Copper, Craft Spirits, & Nuclear Annihilation

Written By Outsider Club

Posted October 16, 2017

Here’s everything you need to know to start the week…

Craft Spirits: Following the boom in micro-breweries and craft beer, craft distillers have been reaping rewards of their own. In 2003, there were 60 craft distillers in the United States. Today, there’s more than 1,280 of them. That’s a 2,000% increase in just over a decade. And that doesn’t include the 200 distilleries that are currently under construction. Yet the market share of craft distillers is just 1.7% — a far cry from the 10% that recently shook the beer world.

Copper Continues Ascent: Copper prices jumped to a fresh three-year high this morning, rallying on bullish Chinese economic data. Copper was up 2.34% at $7,054 per tonne. As we noted last week, copper is among the best performing commodities. It was trading at less than $5,000 per tonne a year ago.


Going Nuclear: In a recent meeting with the nation’s highest-ranking national security leaders, President Donald Trump said he wanted a nearly tenfold increase in the U.S. nuclear arsenal. This is not the first time Trump has made such a demand. He’s repeatedly called to increase U.S. nuclear capabilities both before and after his inauguration.

“We’re never going to fall behind any country, even if it’s a friendly country, we’re never going to fall behind on nuclear power,” Trump has said. “It would be wonderful, a dream would be that no country would have nukes, but if countries are going to have nukes, we’re going to be at the top of the pack.”

The calls come as tensions with Iran and North Korea continue to escalate.


Crude Conflict: Oil prices are up to start the week, as Iraqi forces move to seize Kurdish oil fields. Kurdistan’s recent vote for independence has inflamed long-standing disputes between Baghdad and the semi-autonomous Kurdish government over land and oil. Brent crude rose 1.4% on the news to $57.97 a barrel. And U.S. oil futures are hovering near $52.

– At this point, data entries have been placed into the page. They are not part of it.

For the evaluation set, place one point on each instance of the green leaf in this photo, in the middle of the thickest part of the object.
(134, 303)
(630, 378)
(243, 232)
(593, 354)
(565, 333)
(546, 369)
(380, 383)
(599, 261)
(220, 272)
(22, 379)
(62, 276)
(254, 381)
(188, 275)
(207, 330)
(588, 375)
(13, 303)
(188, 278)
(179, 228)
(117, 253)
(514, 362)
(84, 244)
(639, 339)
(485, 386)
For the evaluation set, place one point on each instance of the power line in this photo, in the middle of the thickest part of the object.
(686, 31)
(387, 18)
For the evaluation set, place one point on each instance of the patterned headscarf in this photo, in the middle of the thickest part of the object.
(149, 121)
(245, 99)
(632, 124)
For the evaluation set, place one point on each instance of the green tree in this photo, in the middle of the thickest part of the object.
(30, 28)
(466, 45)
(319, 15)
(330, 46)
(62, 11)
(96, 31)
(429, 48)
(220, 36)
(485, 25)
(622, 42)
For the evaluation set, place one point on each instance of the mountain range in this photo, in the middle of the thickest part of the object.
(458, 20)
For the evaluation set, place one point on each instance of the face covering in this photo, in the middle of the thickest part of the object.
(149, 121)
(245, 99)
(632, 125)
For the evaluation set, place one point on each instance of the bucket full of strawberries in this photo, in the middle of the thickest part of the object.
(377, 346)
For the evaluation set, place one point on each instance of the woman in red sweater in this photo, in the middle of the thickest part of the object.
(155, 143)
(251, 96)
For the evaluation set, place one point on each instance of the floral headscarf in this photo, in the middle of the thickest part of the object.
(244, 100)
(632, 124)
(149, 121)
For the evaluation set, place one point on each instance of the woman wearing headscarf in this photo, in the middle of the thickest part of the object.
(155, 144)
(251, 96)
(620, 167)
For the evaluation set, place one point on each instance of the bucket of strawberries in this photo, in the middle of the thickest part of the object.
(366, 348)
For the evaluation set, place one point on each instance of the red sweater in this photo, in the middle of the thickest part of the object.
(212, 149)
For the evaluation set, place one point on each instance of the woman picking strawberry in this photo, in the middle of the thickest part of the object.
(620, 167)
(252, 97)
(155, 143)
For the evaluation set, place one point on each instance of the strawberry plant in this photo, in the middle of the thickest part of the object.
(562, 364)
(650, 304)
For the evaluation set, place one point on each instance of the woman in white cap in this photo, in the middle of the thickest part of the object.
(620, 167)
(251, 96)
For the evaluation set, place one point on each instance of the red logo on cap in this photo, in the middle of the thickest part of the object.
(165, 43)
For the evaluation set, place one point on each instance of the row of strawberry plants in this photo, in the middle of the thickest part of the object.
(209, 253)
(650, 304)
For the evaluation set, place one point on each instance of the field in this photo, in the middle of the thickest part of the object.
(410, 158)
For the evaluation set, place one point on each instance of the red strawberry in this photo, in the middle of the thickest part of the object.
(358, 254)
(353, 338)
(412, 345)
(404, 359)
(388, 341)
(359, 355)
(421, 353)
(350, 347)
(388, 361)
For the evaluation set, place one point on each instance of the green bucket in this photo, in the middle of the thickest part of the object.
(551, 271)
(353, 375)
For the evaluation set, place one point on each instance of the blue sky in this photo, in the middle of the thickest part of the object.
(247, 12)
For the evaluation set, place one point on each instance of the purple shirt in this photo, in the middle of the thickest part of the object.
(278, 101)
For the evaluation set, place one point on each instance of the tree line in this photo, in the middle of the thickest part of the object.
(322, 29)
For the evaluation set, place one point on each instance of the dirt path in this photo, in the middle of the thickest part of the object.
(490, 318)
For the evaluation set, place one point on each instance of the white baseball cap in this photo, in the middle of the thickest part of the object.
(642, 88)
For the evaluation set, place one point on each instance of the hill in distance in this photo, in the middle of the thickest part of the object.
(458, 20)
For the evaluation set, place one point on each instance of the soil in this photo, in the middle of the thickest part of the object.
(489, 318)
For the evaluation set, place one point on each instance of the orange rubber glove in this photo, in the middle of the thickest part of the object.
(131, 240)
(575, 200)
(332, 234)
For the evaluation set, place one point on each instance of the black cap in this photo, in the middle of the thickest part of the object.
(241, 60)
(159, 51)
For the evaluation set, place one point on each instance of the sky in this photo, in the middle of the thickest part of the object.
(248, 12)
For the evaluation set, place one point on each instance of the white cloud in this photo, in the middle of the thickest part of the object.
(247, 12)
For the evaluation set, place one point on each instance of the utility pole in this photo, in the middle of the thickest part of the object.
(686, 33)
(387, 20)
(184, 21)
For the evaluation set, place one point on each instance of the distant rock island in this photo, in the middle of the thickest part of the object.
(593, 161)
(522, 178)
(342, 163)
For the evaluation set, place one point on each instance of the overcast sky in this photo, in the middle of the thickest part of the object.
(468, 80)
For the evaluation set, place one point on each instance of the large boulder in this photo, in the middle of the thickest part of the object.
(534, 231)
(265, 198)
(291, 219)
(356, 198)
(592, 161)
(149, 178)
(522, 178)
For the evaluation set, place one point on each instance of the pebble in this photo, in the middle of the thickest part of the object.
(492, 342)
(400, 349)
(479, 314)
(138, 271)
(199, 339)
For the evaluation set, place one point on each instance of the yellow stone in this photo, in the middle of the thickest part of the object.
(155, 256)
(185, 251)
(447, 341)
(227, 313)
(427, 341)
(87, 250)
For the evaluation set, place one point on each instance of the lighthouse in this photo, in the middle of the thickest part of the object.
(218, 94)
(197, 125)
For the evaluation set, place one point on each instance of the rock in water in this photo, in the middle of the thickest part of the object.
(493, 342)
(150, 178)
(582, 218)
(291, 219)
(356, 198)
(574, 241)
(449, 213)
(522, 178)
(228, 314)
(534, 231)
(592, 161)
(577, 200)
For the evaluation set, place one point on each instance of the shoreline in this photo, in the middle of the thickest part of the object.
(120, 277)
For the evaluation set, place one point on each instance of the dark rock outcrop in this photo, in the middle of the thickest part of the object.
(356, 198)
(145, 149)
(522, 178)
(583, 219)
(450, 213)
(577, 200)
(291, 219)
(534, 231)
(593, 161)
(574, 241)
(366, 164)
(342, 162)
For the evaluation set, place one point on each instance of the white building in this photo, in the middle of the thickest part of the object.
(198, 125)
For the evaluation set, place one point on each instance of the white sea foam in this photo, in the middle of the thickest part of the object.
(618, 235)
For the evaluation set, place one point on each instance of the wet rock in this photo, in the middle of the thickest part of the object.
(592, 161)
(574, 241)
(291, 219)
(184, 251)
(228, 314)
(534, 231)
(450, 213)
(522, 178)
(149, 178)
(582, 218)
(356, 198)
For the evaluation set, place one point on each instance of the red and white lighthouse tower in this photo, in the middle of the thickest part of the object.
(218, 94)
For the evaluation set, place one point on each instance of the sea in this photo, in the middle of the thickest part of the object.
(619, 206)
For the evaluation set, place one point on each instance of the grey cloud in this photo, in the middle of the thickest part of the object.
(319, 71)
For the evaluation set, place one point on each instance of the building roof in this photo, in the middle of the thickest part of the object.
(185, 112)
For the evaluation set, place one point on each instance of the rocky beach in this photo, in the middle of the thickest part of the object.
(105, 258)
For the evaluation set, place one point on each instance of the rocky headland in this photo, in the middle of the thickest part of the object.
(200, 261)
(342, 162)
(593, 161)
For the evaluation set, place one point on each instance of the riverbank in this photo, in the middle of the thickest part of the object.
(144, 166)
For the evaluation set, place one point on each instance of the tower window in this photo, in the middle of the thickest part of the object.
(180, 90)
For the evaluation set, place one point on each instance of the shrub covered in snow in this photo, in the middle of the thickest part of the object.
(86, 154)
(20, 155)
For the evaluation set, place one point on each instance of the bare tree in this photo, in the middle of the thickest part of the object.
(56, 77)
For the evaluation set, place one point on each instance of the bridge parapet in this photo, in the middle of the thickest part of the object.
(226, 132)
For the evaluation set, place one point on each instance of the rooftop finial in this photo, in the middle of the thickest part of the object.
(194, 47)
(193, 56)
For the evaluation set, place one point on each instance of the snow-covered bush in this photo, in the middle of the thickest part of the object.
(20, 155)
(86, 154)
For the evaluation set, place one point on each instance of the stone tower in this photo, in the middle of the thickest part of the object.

Brexit Breakdown: Brexit negotiations are heading for a catastrophic breakdown, as the UK and EU haggle over a new trade agreement to smooth the transition. Business leaders and policymakers say a transition plan must be outlined by the end of the year, or UK-based companies will start moving operations to mainland Europe. Thus, Germany and France have a vested interest in delaying progress in the Brexit talks.